This small Leonardo da Vinci sketch of a bear expected to sell for $16 million

One of eight sketches by Leonardo da Vinci still privately owned, this 8-inch square sketch of a bear will go up for auction next month. It's expected to sell for between $11 and $16 million. That's twice the price that the most expensive Leonardo sketch sold for twenty years ago—"Horse and Rider" for $11.2 million. Leonardo created "Head of a Bear" using silverpoint, a technique in which the artist draws with a silver wire stylus on chemically-treated paper.
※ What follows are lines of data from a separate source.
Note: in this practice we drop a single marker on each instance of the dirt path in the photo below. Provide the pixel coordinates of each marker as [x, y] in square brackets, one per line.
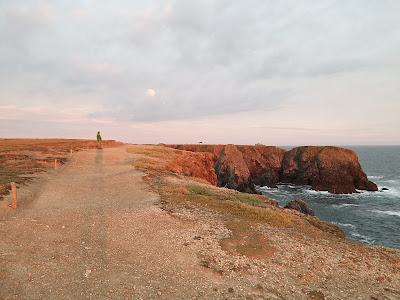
[92, 229]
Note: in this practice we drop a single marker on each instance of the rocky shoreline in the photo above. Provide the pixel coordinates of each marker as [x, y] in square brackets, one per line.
[243, 167]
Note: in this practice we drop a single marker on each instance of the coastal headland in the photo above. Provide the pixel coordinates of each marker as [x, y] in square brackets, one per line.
[151, 222]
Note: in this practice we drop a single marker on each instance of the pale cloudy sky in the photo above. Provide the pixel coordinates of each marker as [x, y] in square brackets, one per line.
[275, 72]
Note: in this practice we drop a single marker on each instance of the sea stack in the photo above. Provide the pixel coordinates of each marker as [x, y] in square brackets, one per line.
[243, 167]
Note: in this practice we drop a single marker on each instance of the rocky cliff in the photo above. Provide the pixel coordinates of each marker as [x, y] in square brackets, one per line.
[332, 169]
[241, 167]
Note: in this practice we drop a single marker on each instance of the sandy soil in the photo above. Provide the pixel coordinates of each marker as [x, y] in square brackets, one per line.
[94, 229]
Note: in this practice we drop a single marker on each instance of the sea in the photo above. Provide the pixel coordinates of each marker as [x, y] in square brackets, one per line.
[369, 217]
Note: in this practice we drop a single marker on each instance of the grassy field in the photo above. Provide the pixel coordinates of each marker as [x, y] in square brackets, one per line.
[21, 159]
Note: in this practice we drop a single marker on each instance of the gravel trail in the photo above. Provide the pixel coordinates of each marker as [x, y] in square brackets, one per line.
[92, 229]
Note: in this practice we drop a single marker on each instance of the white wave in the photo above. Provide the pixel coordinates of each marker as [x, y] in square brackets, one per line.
[362, 238]
[345, 225]
[344, 205]
[387, 212]
[318, 192]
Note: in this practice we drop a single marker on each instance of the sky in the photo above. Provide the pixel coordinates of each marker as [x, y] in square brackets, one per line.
[215, 71]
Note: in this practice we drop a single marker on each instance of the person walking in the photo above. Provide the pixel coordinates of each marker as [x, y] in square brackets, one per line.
[99, 146]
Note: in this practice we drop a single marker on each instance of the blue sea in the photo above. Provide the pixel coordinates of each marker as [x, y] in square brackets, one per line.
[368, 217]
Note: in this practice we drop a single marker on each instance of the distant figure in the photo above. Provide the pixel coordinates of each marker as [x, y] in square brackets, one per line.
[99, 146]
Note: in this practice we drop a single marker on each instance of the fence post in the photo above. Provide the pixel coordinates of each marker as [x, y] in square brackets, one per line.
[13, 195]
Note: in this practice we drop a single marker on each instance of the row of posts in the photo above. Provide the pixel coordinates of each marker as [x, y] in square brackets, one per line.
[14, 187]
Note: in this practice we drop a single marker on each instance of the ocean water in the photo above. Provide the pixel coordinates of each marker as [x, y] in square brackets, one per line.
[368, 217]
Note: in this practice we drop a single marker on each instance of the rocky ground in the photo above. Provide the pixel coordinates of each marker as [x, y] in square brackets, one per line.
[22, 159]
[127, 222]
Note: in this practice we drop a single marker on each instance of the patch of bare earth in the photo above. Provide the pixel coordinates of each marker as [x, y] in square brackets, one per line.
[269, 252]
[22, 159]
[135, 222]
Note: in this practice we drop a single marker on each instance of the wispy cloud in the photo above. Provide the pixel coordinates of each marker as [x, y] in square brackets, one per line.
[299, 65]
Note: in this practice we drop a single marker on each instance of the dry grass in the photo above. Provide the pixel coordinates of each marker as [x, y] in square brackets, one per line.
[20, 158]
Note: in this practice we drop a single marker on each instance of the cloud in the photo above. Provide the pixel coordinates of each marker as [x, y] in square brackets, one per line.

From CNN:

The sketch has changed hands several times over the centuries — in fact, it was once sold by Christie's for just £2.50 (about £312, or $439, in today's money) in 1860. Titled "Head of a Bear," it has since been displayed at major institutions including the National Gallery in London, Louvre Abu Dhabi and Saint Petersburg's State Hermitage Museum.
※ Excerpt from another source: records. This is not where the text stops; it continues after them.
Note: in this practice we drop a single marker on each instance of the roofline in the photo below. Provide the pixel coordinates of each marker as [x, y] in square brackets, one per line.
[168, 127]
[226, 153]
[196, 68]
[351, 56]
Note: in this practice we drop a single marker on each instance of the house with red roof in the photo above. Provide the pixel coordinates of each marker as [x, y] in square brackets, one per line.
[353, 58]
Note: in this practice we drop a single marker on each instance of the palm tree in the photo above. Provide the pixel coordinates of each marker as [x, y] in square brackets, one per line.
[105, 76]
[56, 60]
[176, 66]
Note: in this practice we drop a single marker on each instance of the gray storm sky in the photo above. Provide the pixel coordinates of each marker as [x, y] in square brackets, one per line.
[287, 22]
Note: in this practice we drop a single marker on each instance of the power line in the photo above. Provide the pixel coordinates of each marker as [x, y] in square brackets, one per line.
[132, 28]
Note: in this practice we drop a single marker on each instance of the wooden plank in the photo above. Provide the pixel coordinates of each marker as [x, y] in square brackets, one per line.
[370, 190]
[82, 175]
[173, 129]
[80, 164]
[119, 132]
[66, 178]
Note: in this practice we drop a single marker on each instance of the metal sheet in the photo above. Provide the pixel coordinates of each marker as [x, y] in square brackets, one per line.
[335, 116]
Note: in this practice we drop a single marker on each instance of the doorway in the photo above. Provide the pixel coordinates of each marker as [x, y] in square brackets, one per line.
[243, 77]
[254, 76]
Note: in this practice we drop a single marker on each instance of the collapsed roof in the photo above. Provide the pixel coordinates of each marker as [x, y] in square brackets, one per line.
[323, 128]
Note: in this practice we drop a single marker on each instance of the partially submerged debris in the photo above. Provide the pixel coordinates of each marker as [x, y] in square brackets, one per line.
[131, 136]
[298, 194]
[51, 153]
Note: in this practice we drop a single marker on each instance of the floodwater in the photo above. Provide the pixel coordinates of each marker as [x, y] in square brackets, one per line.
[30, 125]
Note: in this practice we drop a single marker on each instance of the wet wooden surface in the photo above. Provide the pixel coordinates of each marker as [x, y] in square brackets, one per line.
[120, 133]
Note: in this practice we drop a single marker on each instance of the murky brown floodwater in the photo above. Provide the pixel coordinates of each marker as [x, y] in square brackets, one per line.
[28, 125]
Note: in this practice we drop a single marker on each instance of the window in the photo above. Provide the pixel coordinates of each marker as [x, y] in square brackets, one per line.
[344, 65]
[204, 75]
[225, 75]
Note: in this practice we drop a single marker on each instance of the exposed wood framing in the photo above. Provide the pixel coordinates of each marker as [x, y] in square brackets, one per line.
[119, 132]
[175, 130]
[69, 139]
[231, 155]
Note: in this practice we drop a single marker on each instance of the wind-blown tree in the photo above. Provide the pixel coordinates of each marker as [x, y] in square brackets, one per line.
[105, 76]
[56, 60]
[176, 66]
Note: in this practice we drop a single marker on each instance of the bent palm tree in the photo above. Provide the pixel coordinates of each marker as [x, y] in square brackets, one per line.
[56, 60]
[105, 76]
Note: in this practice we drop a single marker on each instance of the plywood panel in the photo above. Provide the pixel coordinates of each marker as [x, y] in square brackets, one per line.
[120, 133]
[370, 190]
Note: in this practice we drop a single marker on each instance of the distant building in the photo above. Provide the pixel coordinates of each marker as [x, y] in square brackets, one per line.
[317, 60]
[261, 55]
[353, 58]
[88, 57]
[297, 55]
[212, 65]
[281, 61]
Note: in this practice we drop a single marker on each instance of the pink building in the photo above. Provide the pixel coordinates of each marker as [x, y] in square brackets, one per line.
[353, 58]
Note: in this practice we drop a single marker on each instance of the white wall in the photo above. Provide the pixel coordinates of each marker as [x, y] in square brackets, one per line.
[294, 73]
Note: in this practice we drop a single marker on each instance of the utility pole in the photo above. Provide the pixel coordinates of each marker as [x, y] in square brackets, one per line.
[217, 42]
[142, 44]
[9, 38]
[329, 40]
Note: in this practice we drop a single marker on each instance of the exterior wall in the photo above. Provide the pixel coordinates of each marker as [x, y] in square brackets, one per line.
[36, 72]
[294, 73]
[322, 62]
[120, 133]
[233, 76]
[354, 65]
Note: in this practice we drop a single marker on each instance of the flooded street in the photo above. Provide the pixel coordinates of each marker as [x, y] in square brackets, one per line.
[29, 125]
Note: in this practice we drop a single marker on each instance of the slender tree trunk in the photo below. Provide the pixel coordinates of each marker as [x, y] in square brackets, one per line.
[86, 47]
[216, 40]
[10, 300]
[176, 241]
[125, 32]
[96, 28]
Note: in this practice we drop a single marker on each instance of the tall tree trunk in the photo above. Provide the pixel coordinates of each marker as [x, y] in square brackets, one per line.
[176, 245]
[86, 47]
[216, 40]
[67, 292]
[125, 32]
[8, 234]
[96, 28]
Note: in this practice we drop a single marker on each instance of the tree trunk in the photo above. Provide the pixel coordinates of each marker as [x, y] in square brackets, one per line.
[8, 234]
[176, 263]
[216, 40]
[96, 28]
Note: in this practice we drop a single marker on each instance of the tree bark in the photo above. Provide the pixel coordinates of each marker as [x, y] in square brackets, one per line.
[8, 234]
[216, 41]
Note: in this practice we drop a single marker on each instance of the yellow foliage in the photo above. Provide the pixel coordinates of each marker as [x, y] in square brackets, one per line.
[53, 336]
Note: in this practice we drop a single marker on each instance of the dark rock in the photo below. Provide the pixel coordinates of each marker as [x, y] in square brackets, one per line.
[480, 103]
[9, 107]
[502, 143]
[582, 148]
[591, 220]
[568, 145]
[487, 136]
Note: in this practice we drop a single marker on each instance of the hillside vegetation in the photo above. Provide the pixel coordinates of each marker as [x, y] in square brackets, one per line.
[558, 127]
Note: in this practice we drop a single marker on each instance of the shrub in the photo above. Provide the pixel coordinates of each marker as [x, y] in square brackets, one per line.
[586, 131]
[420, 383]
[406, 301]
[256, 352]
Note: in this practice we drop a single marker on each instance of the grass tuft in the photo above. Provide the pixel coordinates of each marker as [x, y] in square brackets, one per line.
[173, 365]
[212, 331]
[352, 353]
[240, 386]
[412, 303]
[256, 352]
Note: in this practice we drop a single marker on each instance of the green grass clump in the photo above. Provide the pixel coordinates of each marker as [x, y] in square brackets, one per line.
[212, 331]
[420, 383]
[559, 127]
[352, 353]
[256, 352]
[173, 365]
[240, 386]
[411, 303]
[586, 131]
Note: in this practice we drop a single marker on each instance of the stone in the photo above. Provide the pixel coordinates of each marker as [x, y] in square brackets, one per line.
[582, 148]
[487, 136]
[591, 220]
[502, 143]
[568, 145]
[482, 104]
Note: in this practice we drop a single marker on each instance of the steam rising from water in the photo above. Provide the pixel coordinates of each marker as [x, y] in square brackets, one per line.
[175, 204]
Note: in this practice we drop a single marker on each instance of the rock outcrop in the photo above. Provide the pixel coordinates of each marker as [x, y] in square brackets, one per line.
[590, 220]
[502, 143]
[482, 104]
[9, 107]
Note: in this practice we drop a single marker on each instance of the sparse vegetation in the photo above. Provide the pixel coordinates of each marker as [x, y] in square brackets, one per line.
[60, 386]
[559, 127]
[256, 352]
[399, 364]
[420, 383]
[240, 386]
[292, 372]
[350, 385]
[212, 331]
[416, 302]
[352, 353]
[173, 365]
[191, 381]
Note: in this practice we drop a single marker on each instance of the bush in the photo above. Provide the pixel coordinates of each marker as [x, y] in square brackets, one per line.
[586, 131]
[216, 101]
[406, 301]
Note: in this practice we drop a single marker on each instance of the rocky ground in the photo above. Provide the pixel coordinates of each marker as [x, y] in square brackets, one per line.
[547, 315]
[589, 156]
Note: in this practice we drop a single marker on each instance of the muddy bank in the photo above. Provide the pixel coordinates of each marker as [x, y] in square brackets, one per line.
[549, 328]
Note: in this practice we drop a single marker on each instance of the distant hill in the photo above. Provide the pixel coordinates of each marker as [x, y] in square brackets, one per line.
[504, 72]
In a press release, the chairman of Old Master paintings at Christie's New York, Ben Hall, called the sketch "one of the most important works from the Renaissance still in private hands," adding that it had "been owned by some of the most distinguished collectors in the field of Old Masters across many centuries." Notable previous owners include painter Sir Thomas Lawrence and art collector Captain Norman Robert Colville.